# Pc startet nach Mainboard wechsel nicht mehr



## GERLike (26. Januar 2013)

Hallo,

ich habe mir zu Weihnachten ein neues Board mit CPU und RAM gegönnt. Also alles zusammengebaut, aber der CPU hat nicht angefangen zu rechnen.
Also zurückgeschickt (Lüfter gingen).

Nach fast einem Monat habe ich jetzt das neue Board erhalten und mit CPU und RAM eingebaut, aber diesmal ging garnichts, nichtmal die Lüfter. Außerdem sa das Mainboard etwas gebogen aus. Ich habe auch darauf geachtet, dass ich ein neues kriege.


----------



## sebtb (26. Januar 2013)

Ich versuche die Frage herauszufinden oder wolltest du uns einfach nur bescheidgeben, dass du alles schön wechselst?


----------



## GERLike (26. Januar 2013)

ich weis nicht wie ich das board zum laufen bringen soll


----------



## mumaker (26. Januar 2013)

wer keine ahnung von solchen klamotten hat sollte es nichtmal versuchen. da kann schnell was schief gehen und dann bist du eben mal 200€ -.....10.000€ los.
wenns garnicht angeht ,also kein lüfter kein garnix, dann hast du zu 100% die verkabelung nicht verstanden. oder es liegt am netzteil


----------



## MaB-(GER)- (26. Januar 2013)

Hi, 

mach doch mal ein Bild von dem Rechner bzw. vom Innenleben des Rechners und stelle es hier rein, vielleicht kann man dann sehen, was du evtl. vergessen hast, anzuschliessen oder welche Kabel evtl. nicht richtig angeschlossen wurden...

Die Kabel vom Gehäuse, die ans Mainboard angeschlossen werden, hast du auch alle richtig angeschlossen ? Auf den Kabeln steht meistens "PW_SW", "Reset", PW_LED", "HDD LED"...wenn du z.B. das Kabel, was meist mit "PW_SW" bezeichnet ist, nicht richtig angeschlossen hast ans Mainboard, geht der Rechner auch nicht an... 

Gruss

MaB-(GER)-


----------



## Dr Bakterius (26. Januar 2013)

> wer keine ahnung von solchen klamotten hat sollte es nichtmal versuchen. da kann schnell was schief gehen und dann bist du eben mal 200€ -.....10.000€ los.

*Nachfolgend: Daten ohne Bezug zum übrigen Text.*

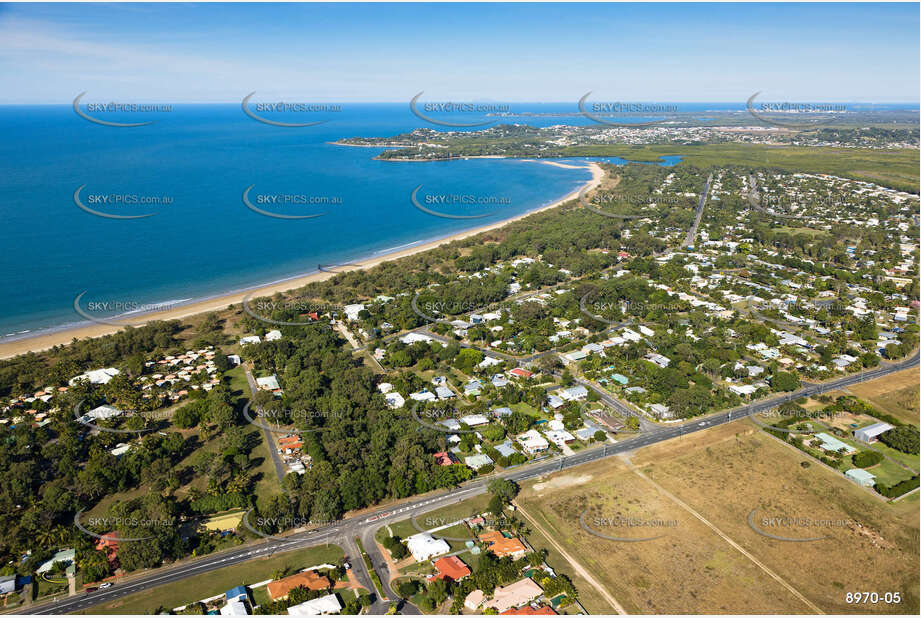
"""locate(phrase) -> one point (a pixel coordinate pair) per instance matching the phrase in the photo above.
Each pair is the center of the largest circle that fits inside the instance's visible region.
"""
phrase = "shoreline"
(44, 341)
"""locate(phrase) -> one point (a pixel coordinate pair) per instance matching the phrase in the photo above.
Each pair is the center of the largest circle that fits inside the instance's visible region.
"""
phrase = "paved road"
(692, 233)
(269, 441)
(365, 525)
(754, 200)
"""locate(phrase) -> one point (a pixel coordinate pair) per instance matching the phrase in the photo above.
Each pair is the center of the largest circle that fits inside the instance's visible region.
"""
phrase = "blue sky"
(504, 52)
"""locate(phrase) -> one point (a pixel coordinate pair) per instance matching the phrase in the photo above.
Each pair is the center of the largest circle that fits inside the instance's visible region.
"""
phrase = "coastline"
(47, 340)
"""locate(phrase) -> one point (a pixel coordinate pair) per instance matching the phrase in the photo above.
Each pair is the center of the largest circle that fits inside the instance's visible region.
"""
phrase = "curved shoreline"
(49, 339)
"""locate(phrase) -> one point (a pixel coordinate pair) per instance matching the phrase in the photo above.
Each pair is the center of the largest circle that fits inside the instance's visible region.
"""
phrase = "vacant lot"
(687, 569)
(216, 582)
(724, 474)
(896, 394)
(593, 602)
(868, 544)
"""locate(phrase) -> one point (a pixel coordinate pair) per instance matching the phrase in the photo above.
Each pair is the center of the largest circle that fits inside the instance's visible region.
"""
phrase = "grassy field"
(688, 569)
(216, 582)
(724, 474)
(894, 168)
(896, 394)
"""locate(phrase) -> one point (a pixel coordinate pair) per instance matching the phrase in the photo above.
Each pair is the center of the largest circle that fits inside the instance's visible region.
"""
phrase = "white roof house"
(444, 392)
(533, 442)
(394, 400)
(870, 433)
(489, 361)
(234, 607)
(475, 462)
(316, 607)
(423, 395)
(574, 393)
(351, 311)
(861, 477)
(103, 412)
(473, 420)
(268, 383)
(559, 437)
(742, 389)
(96, 376)
(423, 546)
(410, 338)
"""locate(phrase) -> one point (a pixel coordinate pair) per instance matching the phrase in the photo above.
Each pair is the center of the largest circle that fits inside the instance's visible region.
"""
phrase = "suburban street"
(365, 525)
(692, 233)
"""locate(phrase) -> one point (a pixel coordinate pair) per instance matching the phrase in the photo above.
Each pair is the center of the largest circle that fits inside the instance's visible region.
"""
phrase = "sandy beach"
(45, 341)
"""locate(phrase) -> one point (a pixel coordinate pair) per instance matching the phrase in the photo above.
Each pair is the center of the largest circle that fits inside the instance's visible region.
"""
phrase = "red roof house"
(444, 459)
(450, 567)
(527, 610)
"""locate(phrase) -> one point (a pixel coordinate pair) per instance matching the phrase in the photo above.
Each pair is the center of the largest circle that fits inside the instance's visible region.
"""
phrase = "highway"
(364, 526)
(692, 233)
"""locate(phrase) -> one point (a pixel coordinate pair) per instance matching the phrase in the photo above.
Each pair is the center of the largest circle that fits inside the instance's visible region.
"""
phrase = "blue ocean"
(202, 240)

Öhmm haben wir nicht alle mal angefangen? Es ist noch niemand mit dem goldenen Löffel im Mund zur Welt gekommen.
Sind die Abstandshalter alle an passender Stelle, alle Kabel richtig eingesteckt und keines vergessen? Keinen Montagefehler bei der CPU begangen und der Kühler sitzt richtig drauf ( Boxed Kühler ? )? Im Handbuch mal geschaut ob es für den RAM einen bestimmten Einbauplatz gibt?
Mitunter könnte ein Bild helfen


----------



## GERLike (26. Januar 2013)

also, ich habe den alpenföhn sella. Bilder lad ich nachher hoch


----------



## Dr Bakterius (26. Januar 2013)

Der Alpenföhn Sella ist ja nicht kompliziert und wird per Pushpins befestigt, selbst wenn da einer nicht richtig sitzt sollte ein Bild kommen. Der Monitor steht auf Autoerkennung so das er selbstständig das Bildsignal von den Anschlüßen erkennt?


----------



## GERLike (26. Januar 2013)

Festplatte und Grafikkarte habe ich zur überischtlichkeit ausgebaut.
Ist das mit dem 6+2 Pin Stecker so richtig, wenn ich den anschließe?

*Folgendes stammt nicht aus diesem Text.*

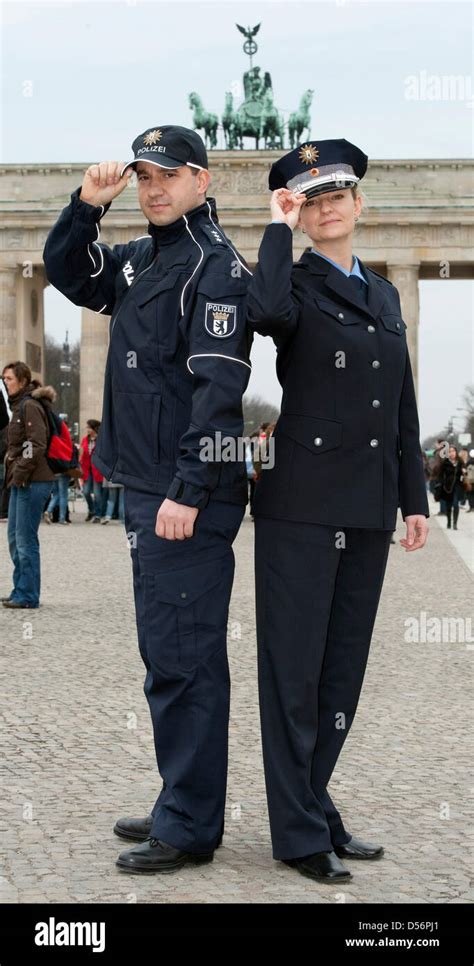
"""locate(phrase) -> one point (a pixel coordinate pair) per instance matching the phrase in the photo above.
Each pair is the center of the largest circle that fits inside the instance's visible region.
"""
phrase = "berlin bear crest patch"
(220, 320)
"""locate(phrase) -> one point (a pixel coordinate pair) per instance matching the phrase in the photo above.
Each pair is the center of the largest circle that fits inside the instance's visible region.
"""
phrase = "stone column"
(94, 345)
(405, 278)
(9, 349)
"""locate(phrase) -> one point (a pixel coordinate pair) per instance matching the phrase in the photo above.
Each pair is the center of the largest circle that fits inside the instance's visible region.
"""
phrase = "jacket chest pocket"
(342, 314)
(393, 323)
(316, 434)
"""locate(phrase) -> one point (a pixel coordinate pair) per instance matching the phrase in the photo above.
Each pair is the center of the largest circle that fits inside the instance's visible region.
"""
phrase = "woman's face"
(12, 384)
(330, 216)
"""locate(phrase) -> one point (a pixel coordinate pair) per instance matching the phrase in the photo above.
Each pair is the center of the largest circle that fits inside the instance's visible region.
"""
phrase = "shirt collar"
(355, 270)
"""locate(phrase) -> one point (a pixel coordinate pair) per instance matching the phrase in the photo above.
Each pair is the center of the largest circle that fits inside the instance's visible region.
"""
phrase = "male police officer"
(177, 366)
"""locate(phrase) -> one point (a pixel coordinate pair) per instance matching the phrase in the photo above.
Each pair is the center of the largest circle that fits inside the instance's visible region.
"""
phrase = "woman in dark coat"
(346, 455)
(29, 478)
(451, 476)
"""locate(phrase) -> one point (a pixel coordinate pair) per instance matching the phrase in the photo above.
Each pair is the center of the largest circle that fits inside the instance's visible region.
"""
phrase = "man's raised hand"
(102, 182)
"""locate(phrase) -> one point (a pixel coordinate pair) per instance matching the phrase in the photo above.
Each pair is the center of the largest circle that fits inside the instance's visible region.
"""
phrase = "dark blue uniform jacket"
(178, 358)
(347, 449)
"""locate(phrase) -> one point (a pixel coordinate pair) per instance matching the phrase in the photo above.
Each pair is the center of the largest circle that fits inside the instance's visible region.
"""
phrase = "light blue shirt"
(355, 270)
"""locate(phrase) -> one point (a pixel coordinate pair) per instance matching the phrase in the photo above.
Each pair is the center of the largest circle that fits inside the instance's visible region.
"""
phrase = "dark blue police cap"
(169, 146)
(318, 166)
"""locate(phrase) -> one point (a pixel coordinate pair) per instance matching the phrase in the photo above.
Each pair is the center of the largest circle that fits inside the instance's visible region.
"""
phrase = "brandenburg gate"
(417, 224)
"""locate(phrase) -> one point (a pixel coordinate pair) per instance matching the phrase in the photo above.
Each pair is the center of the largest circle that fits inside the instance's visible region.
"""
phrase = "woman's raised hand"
(285, 206)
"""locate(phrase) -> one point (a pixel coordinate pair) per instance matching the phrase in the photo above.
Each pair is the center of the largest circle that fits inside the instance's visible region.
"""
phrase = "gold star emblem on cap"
(152, 137)
(308, 154)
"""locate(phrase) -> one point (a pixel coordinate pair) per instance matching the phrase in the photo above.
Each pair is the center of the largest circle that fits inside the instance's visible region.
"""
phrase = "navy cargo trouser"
(182, 591)
(316, 608)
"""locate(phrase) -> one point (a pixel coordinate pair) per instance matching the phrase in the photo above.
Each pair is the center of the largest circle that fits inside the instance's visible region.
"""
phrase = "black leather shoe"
(16, 605)
(355, 849)
(322, 866)
(157, 856)
(139, 829)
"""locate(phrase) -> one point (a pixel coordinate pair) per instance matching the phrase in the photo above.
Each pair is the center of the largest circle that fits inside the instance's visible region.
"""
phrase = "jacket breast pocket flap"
(221, 286)
(393, 323)
(343, 315)
(317, 435)
(153, 287)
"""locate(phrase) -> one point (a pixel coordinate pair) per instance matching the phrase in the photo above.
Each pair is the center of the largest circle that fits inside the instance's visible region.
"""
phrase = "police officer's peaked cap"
(318, 166)
(169, 146)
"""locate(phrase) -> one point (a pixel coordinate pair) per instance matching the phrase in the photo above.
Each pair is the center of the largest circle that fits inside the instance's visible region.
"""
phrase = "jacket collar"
(179, 230)
(338, 283)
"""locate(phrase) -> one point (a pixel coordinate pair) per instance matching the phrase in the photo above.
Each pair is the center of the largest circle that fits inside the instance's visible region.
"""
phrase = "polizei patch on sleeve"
(220, 320)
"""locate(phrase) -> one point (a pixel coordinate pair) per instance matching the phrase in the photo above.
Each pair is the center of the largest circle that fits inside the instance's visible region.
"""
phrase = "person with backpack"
(29, 478)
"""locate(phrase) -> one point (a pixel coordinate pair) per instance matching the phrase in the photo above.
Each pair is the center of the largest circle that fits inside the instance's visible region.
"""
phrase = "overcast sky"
(81, 80)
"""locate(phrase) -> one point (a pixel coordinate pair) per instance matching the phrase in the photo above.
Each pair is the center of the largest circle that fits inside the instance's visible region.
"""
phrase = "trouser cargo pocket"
(186, 613)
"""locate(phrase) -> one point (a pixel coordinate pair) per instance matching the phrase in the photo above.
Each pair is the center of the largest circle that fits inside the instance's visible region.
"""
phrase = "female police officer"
(347, 453)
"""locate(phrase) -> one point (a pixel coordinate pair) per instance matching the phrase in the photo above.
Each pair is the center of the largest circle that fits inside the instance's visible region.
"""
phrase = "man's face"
(164, 194)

Directupload.net - ygcknp94.jpg
Directupload.net - xx2fpepm.jpg
Directupload.net - k5byuecm.jpg
Directupload.net - ot94i66s.jpg
Directupload.net - 8fpo83em.jpg
Directupload.net - htsu9wxs.jpg


----------



## Rurdo (26. Januar 2013)

Bitte, wenn man schon unbedingt nen PC als Laie zusammenbauen muss, wenigstens IRGENDEINE Anleitung vorher durchlesen...
Ganz einfach, der 4/8 Pin Strom für die CPU fehlt...
Und der Stecker auf dem Letzten bild, der gehört zur Grafikkarte...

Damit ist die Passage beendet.